Para quem, à data do lançamento, escutou Views, a dúvida com que ficou foi esta: e depois disto, por onde é que Drake irá? Interrogação que tinha subjacente uma certa ideia de “fim de caminho”, da tal cristalização (que não saturação, ainda assim) da sua música, a qual se via numa espécie de beco sem saída, tanto temática (fama, sucesso, relações amorosas, fake friends) como sonicamente. Ora, a este respeito, o primeiro aspecto a sublinhar é o de que o novo trabalho de Drake responde e não responde a esta dúvida – o que, no caso, até é positivo, na medida em que, confundindo o ouvinte mais conhecedor, não lhe deixa outra hipótese senão deixar-se seduzir novamente (quase ao nível da hipnose…) pela musicalidade sacarina, tantas vezes irresistível da sua receita (a maior novidade talvez ainda seja o facto de Boi-1da e Noah “40” Shebib terem uma presença bem menos intensa na parte instrumental do que em discos anteriores).
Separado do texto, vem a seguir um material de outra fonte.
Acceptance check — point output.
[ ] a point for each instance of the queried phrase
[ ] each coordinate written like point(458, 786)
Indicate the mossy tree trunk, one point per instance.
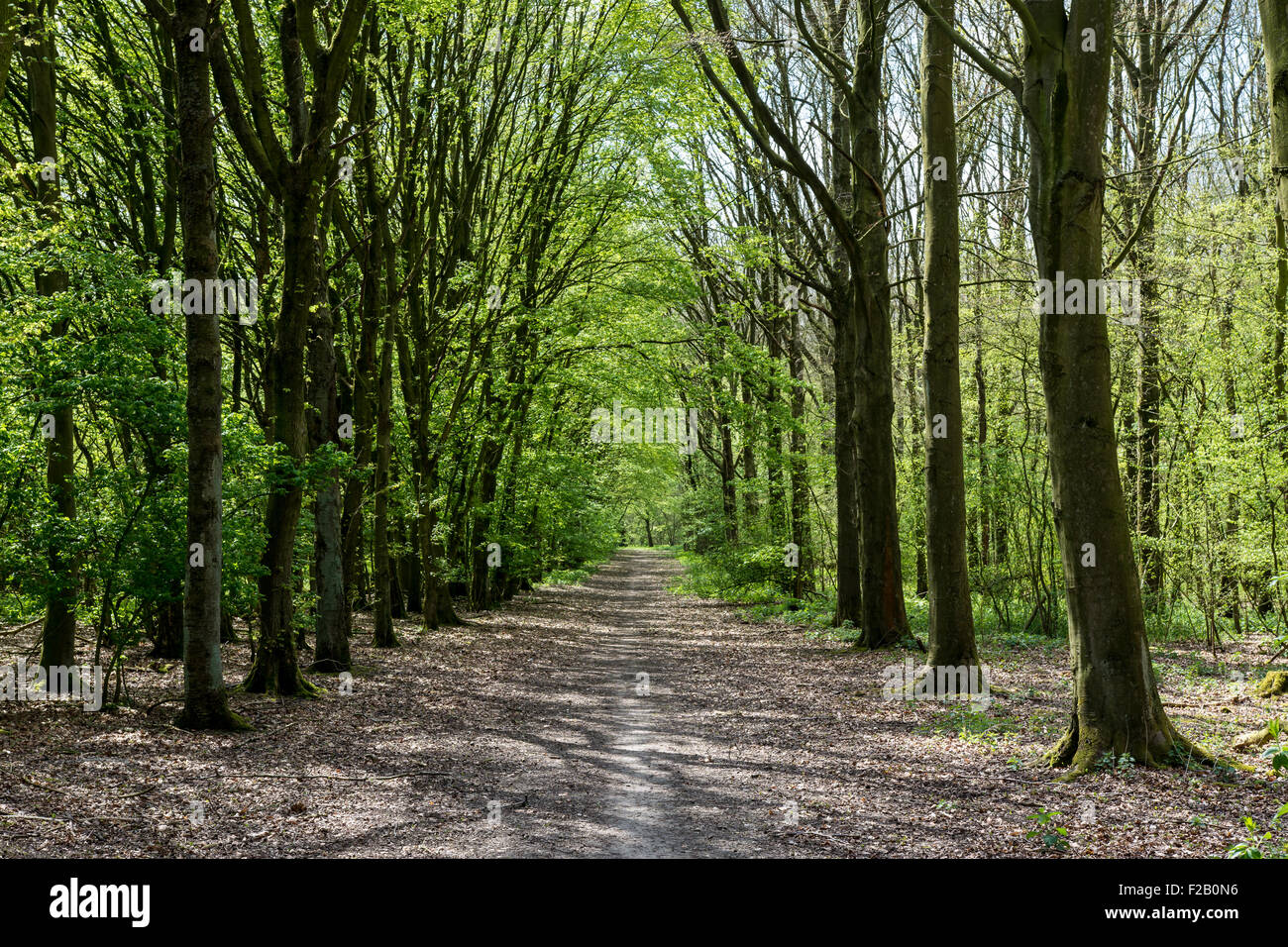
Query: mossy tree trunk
point(952, 626)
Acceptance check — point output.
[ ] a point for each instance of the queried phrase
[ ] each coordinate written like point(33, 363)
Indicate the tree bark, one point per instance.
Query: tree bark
point(952, 626)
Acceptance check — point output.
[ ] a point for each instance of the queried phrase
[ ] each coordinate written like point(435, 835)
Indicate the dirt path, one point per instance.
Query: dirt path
point(605, 719)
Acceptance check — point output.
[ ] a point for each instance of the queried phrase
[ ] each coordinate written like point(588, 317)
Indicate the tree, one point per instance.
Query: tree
point(1064, 97)
point(952, 625)
point(205, 699)
point(295, 175)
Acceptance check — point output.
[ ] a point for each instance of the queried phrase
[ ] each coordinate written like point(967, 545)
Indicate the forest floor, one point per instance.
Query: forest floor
point(533, 731)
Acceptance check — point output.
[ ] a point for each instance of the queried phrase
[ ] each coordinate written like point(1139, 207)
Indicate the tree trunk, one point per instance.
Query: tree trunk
point(58, 635)
point(1116, 703)
point(205, 701)
point(952, 628)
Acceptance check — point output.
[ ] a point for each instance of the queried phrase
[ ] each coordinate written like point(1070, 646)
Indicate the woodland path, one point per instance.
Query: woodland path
point(528, 732)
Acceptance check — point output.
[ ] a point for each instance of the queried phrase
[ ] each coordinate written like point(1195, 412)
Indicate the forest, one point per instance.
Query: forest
point(649, 428)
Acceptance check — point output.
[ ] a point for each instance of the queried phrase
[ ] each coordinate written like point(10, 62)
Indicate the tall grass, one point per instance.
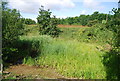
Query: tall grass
point(72, 59)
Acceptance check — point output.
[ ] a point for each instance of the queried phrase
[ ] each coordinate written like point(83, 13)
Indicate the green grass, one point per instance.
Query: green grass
point(69, 57)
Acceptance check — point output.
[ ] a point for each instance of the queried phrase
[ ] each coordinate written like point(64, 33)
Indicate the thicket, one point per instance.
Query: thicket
point(12, 27)
point(28, 21)
point(47, 24)
point(67, 57)
point(89, 20)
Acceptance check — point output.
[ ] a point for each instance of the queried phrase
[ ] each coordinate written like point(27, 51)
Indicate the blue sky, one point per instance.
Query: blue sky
point(62, 8)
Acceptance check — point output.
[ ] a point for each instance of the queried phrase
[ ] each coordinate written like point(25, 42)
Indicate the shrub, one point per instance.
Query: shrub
point(97, 33)
point(47, 25)
point(12, 27)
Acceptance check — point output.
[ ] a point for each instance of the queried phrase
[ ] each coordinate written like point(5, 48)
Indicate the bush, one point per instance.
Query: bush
point(97, 33)
point(12, 27)
point(47, 25)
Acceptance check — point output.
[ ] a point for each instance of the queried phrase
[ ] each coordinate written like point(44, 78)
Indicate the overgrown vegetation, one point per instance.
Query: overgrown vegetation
point(12, 27)
point(47, 25)
point(84, 53)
Se Views já não era um álbum “de hip-hop”, este muito menos o é, investindo ainda mais nas batidas dançantes, ora afectas ao disco e ao house (a viciante e charmosíssima “Passion Fruit”) – inclusivamente o “tribal house” (“Get It Together”) que ficara enterrado (e bem) algures nos inícios dos anos 2000 –, ora filiadas em sabores quentes e tropicais caribenhos (ecos do dancehall jamaicano em “Blem” e “Fake Love”) ou africanos (“Madiba Riddim”). Aliás, a veia pop de Drake está de tal forma apurada que são os momentos de rap – melhor dizendo, de trap – mais convencional aqueles que puxam indisfarçavelmente o disco para baixo, espécie de pausas temporárias no que de bom está a ser escutado e às quais damos o desconto pela vontade de voltar ao que interessa: o belo dueto com Kanye West em “Glow” (beat do insuspeito Noah “40” Shebib), a soberba recriação da “If You Had My Love” de Jennifer Lopez em “Teenage Fever” (e, claro, piscadela de olho provocadora ao ouvinte mais cor-de-rosa) ou “Sacrifices”, onde Drake consegue fazer o que Mac Miller fez com Ty Dolla $ign em “Cinderella”: pôr gente como Young Thug ou 2 Chainz a soar bem (ao que muito ajuda o piano sacado por T-Minus).

 



Eppur si muove – apesar da inegável existência de uma “fórmula Drake”, apesar de tudo parecer relativamente idêntico, há neste álbum (como já havia, talvez mais pronunciadamente ainda, em Views) um movimento qualquer de deslocação, uma tendência para aqui ou para ali que impede a estagnação, que abre sempre, mesmo que timidamente, a porta a algo mais (a um género, a uma geografia, ou, simplesmente, a uma qualquer atmosfera nova…). Um sussurro que, de mansinho, já nos está a transportar, no escuro e muito subtilmente, para um sítio ainda desconhecido – Views, por exemplo, e como à data apontámos, fechava a sugerir um balanceamento para o R&B de finais dos anos 90 que agora não se concretizou (mas, curiosamente, “Do Not Disturb” encerra More Life nessa mesma toada insinuada por “Summers Over Interlude” e “Fire & Desire”). A obra de Drake, neste momento, funciona um pouco como o planeta Terra: embora pareça parada, está, na verdade, num lento, profundo – porque as transformações não se vêem a olho nu, só se (pres)sentem – e permanente movimento, embora possuindo sempre, também como a Terra, uma centralidade referencial (o hip hop, o R&B). Se essa trajectória se concretizará numa translação e, consequentemente, num retorno ao ponto de partida (o que seria o definitivo atestado do esgotamento criativo de Drizzy) ou se prosseguirá livre e indefinidamente no cosmos, eis o que fica (novamente) por saber. The question remains – e, também por isso, a classificação que agora atribuímos replica a que demos a Views.